Marta diz que ainda não é a hora de Lula fazer comício
A candidata da coligação "Uma Nova Atitude para São Paulo" (PT-PCdoB-PDT-PTN-PRB-PSB) à Prefeitura de São Paulo, Marta Suplicy, disse hoje que ainda não chegou o momento de o presidente da República Luiz Inácio Lula da Silva engajar-se em sua campanha. "Ele aparecerá quando acharmos necessário e não vou contar quando. É estratégia de campanha", afirmou. A petista destacou, porém, que o presidente está disposto a ajudá-la a ganhar o voto dos paulistanos. "Temos a maior afinidade com o presidente e toda a disposição dele para estar com a gente", disse depois de passar a manhã visitando entidades sindicais na região central de São Paulo. "Na hora em que precisar, Lula estará aqui para gravar programa e fazer comício."
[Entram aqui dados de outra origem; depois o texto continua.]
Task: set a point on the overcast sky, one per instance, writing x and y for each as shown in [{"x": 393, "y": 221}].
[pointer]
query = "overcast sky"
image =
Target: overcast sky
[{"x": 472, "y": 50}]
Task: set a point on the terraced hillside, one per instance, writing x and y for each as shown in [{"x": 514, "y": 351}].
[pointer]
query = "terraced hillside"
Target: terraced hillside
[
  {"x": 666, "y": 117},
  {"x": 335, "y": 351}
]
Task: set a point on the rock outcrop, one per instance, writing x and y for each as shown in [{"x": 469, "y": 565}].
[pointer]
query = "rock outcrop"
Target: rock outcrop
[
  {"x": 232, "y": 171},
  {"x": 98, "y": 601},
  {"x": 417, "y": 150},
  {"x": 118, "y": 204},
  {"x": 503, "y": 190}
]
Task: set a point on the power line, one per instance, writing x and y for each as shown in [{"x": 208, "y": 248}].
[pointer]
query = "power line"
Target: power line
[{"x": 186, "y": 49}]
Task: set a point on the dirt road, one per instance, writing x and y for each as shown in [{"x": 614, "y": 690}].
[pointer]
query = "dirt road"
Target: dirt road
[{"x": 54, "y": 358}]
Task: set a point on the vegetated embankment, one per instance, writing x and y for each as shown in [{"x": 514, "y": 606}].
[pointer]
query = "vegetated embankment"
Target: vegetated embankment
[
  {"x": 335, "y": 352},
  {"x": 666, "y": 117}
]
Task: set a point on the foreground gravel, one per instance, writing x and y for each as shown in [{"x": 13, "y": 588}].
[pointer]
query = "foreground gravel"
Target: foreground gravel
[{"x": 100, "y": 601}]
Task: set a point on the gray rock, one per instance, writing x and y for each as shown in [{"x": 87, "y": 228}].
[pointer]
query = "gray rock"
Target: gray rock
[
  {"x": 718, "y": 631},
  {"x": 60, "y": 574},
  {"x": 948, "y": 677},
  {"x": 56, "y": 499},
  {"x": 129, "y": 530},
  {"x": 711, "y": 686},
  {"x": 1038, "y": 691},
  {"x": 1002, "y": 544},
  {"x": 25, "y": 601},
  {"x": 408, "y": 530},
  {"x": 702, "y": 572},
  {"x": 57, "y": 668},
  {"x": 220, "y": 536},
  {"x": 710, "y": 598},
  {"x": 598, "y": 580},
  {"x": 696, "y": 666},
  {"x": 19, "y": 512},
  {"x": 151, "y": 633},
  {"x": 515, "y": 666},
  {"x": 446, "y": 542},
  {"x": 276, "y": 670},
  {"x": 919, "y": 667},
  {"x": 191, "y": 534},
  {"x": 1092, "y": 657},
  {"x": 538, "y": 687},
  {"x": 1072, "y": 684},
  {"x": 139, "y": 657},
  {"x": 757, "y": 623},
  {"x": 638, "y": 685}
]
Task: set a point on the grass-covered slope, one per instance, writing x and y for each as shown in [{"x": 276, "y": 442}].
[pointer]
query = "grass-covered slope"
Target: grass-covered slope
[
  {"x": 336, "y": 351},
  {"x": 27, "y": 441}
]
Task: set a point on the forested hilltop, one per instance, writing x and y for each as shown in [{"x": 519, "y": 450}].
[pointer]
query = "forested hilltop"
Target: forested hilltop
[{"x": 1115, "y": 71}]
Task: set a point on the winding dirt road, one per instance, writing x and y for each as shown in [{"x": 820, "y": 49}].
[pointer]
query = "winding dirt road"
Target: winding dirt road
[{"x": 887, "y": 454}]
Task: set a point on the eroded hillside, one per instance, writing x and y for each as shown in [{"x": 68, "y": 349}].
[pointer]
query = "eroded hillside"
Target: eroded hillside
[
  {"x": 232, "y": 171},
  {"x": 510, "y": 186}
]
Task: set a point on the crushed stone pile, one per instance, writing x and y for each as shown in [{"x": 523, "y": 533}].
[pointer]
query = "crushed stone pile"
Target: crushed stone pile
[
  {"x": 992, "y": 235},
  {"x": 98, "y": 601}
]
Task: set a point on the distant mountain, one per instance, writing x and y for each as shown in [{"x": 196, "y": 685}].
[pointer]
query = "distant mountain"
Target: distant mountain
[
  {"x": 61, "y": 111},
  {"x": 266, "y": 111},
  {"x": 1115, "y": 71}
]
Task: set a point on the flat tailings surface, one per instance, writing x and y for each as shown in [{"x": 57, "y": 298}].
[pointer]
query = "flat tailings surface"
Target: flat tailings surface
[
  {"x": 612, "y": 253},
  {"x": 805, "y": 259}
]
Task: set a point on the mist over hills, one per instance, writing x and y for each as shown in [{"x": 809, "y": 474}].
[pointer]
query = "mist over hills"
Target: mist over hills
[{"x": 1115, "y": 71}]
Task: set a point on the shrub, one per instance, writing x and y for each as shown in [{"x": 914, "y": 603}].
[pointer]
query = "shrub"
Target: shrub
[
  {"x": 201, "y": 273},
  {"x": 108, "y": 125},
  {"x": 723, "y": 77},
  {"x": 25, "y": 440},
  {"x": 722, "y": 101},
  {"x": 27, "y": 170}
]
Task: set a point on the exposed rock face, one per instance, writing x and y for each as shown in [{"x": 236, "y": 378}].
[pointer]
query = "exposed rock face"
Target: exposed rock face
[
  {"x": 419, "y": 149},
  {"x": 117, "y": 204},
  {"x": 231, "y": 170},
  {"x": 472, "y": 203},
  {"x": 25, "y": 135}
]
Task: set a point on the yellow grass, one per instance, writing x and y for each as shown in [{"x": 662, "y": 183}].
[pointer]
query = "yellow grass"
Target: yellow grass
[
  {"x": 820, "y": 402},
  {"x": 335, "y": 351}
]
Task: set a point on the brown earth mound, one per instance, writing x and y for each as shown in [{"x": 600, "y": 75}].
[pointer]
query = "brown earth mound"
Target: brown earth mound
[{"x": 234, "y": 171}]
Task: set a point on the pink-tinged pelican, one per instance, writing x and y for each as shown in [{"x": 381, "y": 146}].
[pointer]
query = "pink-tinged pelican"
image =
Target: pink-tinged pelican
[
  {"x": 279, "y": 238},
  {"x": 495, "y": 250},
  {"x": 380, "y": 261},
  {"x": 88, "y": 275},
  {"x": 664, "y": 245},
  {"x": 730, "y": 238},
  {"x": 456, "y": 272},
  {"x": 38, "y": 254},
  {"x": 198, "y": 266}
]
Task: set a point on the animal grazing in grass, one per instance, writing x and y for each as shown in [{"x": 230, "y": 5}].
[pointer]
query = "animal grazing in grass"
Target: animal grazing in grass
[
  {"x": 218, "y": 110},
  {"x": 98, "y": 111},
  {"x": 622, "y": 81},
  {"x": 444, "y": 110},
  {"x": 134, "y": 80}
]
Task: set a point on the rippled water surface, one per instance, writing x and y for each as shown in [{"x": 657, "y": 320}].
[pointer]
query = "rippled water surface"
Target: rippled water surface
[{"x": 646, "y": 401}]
Marta afirmou desconhecer a passagem de Lula hoje à noite pela cidade. Questionada sobre uma eventual reunião com Lula, a candidata respondeu: "Ele vem (a São Paulo)? Não estava nem sabendo". Enquanto o reforço de Brasília não vem, a candidata aproveitou a manhã para uma breve caminhada pelo Vale do Anhangabaú, na zona central, entre uma visita ao Sindicato dos Comerciários e um almoço com a diretoria da entidade. Ao sair do prédio do Sindicato, tropeçou em um buraco na calçada de pedras portuguesas e reclamou: "Mas isso aqui está feio, hein?". Cumprimentou com apertos de mão moradores de rua, ouviu deles reclamações sobre os albergues da Prefeitura e prometeu melhorias nessa área. Um ciclista parou a candidata para saber qual era seu plano para a construção de ciclovias na cidade. "Ah, vários quilômetros", respondeu Marta.
Adversário
Mesmo depois de o prefeito e candidato à reeleição do DEM, Gilberto Kassab, ter acusado ontem Marta de ignorar seus desafios diários por não ter "feito nada" à frente da Prefeitura, a petista pretende manter sua atitude diante do adversário. "Debate se faz na hora do debate", afirmou Marta. "Não tenho porque bater boca com o prefeito. Ele fez o que fez e eu fiz o que fiz. A população julga". Mesmo assim, a candidata do PT tem um palpite de porque foi escolhida como alvo dos ataques. "Vai ver que é porque eu estou na frente", disse, em referência às pesquisas de intenção de voto que a apontam em 1º lugar.